Technology moves forward quickly, but the fastest changes occur when the technology is just a few years old.  The Wright Brothers achieved their first brief flight in 1903 and aircraft powered by jet engines came along just 41 years later.  Robert Goddard developed the world’s first liquid-fueled rocket in 1926 and the liquid-fueled Saturn V (burning some highly-refined kerosene to break free of Earth and reach the Moon) had its first launch a mere 37 years later.

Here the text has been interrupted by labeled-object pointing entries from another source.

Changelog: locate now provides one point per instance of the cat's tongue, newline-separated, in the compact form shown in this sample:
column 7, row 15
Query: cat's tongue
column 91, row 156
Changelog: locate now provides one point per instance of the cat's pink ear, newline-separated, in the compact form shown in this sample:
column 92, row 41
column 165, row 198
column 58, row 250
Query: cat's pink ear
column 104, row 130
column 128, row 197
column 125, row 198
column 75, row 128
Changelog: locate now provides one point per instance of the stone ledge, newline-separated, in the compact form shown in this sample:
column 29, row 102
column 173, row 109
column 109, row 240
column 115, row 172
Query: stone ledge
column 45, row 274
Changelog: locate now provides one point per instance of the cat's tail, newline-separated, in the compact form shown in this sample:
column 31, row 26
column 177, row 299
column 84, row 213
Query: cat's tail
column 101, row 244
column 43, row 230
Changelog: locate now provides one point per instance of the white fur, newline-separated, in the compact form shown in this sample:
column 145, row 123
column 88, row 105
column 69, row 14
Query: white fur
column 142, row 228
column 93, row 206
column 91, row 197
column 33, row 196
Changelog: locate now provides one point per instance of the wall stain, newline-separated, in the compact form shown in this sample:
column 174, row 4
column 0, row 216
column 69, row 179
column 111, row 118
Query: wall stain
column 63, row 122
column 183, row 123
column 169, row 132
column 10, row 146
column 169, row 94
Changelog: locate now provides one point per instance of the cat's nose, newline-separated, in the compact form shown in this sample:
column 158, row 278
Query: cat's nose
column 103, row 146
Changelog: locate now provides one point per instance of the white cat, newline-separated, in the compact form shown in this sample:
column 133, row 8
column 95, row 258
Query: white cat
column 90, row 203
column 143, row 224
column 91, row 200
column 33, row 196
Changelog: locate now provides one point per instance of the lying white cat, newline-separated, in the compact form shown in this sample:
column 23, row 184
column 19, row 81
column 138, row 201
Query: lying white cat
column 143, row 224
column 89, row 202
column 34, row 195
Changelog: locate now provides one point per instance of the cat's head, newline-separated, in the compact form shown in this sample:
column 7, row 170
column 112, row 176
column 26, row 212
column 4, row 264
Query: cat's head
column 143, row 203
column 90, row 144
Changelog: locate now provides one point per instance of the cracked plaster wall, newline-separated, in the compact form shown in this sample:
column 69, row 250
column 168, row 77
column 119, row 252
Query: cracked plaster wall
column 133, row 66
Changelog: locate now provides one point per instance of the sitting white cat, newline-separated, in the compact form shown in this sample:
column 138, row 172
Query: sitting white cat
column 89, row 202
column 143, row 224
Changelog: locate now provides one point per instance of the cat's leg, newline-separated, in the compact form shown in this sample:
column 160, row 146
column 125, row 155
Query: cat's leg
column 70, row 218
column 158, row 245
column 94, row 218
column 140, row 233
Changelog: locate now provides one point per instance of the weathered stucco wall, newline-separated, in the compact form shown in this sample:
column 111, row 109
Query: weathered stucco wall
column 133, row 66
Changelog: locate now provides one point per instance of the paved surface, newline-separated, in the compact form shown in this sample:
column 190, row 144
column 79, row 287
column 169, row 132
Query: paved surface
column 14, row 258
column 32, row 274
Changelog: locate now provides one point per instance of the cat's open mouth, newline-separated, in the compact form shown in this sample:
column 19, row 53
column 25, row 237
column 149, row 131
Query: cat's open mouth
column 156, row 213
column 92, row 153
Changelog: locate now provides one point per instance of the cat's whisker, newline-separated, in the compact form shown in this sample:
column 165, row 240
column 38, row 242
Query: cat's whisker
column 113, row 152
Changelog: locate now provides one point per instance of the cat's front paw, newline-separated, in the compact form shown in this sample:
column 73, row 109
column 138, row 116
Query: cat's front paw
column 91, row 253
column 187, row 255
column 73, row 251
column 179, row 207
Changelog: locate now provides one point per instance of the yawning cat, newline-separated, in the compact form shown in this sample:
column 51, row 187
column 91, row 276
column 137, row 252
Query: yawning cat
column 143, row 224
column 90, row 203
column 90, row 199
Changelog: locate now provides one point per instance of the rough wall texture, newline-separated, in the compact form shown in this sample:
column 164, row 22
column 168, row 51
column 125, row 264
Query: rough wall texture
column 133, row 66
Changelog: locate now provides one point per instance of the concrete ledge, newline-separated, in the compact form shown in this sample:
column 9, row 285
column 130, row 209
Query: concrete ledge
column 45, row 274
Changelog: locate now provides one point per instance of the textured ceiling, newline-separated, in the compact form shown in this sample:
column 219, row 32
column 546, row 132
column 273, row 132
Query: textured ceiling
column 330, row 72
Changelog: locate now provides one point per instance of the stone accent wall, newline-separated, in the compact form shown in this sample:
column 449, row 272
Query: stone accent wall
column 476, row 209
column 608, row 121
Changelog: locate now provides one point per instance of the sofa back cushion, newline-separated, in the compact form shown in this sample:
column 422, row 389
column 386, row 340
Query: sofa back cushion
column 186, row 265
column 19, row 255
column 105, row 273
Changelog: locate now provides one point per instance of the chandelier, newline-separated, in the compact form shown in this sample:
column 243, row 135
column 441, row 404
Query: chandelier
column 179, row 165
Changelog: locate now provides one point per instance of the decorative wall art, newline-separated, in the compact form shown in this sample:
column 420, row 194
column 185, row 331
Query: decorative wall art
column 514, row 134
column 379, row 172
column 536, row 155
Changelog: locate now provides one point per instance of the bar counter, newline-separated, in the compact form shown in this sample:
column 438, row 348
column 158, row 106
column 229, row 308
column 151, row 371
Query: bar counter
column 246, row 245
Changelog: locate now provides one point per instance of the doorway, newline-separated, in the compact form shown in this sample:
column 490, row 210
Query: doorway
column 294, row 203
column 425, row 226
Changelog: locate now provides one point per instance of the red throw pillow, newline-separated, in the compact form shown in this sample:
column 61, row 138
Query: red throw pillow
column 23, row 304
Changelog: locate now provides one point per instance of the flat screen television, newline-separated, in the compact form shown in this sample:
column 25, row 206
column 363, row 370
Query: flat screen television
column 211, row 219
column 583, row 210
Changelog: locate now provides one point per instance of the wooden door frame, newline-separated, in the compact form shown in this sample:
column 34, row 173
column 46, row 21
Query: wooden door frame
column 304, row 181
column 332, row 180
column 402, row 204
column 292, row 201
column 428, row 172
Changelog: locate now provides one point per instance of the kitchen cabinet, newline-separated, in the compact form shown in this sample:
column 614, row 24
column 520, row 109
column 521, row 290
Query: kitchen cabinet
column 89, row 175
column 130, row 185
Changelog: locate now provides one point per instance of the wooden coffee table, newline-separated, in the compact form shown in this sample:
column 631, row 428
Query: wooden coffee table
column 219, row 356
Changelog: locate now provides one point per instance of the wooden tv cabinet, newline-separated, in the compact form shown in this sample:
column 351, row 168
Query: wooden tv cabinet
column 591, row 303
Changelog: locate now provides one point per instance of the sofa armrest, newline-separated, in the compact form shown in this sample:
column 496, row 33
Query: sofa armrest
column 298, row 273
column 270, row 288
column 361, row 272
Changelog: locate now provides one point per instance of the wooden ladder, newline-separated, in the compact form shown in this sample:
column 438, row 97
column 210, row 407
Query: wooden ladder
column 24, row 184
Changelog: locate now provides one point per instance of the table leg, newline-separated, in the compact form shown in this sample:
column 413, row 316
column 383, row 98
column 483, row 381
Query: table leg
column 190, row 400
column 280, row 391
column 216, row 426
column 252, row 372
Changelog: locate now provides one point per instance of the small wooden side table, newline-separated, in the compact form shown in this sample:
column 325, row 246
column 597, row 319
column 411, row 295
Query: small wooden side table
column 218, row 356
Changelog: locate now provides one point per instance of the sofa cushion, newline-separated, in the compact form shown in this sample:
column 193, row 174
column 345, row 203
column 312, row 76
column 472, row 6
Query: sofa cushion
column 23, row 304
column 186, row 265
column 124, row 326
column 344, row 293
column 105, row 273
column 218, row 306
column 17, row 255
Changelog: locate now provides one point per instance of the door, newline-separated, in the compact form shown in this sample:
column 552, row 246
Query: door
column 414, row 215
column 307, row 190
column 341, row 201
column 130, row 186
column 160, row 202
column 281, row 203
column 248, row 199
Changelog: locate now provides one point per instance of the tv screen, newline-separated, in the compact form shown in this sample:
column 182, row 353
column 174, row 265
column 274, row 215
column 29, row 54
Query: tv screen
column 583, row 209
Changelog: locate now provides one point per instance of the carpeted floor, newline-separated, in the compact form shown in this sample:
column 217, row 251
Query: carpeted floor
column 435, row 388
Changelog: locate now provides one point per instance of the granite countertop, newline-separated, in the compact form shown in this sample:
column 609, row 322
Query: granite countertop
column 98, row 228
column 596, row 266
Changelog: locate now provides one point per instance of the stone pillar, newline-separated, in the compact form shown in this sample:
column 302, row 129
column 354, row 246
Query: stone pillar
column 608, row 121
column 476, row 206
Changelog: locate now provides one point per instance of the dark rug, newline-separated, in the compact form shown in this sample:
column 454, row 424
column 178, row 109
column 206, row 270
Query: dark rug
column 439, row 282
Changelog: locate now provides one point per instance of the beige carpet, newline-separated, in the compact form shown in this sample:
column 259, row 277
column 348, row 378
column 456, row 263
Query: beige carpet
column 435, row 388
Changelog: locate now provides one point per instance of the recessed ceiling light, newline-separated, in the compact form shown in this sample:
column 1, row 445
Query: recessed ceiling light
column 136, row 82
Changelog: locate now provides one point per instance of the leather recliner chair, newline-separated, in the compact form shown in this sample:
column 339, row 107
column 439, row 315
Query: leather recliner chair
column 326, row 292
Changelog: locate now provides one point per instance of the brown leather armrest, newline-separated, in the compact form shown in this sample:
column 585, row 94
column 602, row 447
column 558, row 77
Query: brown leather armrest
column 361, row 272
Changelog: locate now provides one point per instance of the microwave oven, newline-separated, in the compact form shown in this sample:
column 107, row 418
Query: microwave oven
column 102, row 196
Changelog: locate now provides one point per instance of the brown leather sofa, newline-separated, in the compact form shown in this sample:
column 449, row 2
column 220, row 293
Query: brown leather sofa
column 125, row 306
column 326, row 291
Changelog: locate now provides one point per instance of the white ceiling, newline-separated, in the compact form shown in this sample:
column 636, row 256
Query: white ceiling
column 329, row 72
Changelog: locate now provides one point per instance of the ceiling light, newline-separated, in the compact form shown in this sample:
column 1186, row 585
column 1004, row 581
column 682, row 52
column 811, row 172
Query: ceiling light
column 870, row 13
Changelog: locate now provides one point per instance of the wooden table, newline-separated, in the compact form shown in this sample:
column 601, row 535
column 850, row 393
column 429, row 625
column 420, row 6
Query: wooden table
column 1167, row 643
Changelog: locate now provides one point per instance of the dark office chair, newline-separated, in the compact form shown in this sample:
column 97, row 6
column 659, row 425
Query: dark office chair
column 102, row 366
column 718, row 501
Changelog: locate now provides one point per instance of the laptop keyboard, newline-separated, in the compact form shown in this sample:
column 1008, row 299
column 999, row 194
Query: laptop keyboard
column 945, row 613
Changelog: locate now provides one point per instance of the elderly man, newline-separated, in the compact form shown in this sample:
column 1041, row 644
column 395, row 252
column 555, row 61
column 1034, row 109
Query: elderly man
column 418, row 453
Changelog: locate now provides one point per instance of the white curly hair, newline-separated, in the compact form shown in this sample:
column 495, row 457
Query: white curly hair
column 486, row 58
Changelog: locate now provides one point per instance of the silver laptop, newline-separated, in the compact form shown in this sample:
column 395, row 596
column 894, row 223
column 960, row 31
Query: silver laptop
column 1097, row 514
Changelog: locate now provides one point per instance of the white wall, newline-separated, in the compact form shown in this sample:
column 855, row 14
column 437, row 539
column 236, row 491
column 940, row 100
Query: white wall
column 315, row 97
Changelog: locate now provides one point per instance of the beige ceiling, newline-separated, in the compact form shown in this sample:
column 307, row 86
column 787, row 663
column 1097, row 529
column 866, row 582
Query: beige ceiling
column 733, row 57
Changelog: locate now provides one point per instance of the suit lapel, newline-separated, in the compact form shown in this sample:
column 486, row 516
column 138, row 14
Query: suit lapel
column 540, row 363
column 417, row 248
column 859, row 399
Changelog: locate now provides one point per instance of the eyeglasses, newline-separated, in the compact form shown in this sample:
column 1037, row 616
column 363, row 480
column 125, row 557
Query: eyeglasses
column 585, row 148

Today, technology seems to be moving forward faster than ever before.  Hundreds of millions of people carry more computing power in their pockets than all of the computers used during the entire Apollo program combined.  We mostly use it to check our messages, find photos of cats, and occasionally talk to people.  And this rapid advance in technology has also made recently-developed renewable energy resources much more accessible.  The price of solar panels continue to fall precipitously as the technology to make them becomes more streamlined and efficient.  Wind turbines cost a tenth of what they did just 35 years ago.

Once the initial burst of innovation and improvement wears off, technologies continue to improve but the improvements taper off, becoming less revolutionary and more incremental.  Airplanes today are more fuel-efficient, more powerful, and have longer range, but the basics of powered flight haven’t changed much since the first jet engine was built.  And 50 years later, the Saturn V is still (for now) the world’s most powerful rocket.  We can probably squeeze some more efficiency out of our fossil fuel technology.  But where we’ll see improvement by leaps and bounds in the next 50 years will be in the young, still-developing technologies of renewable energy.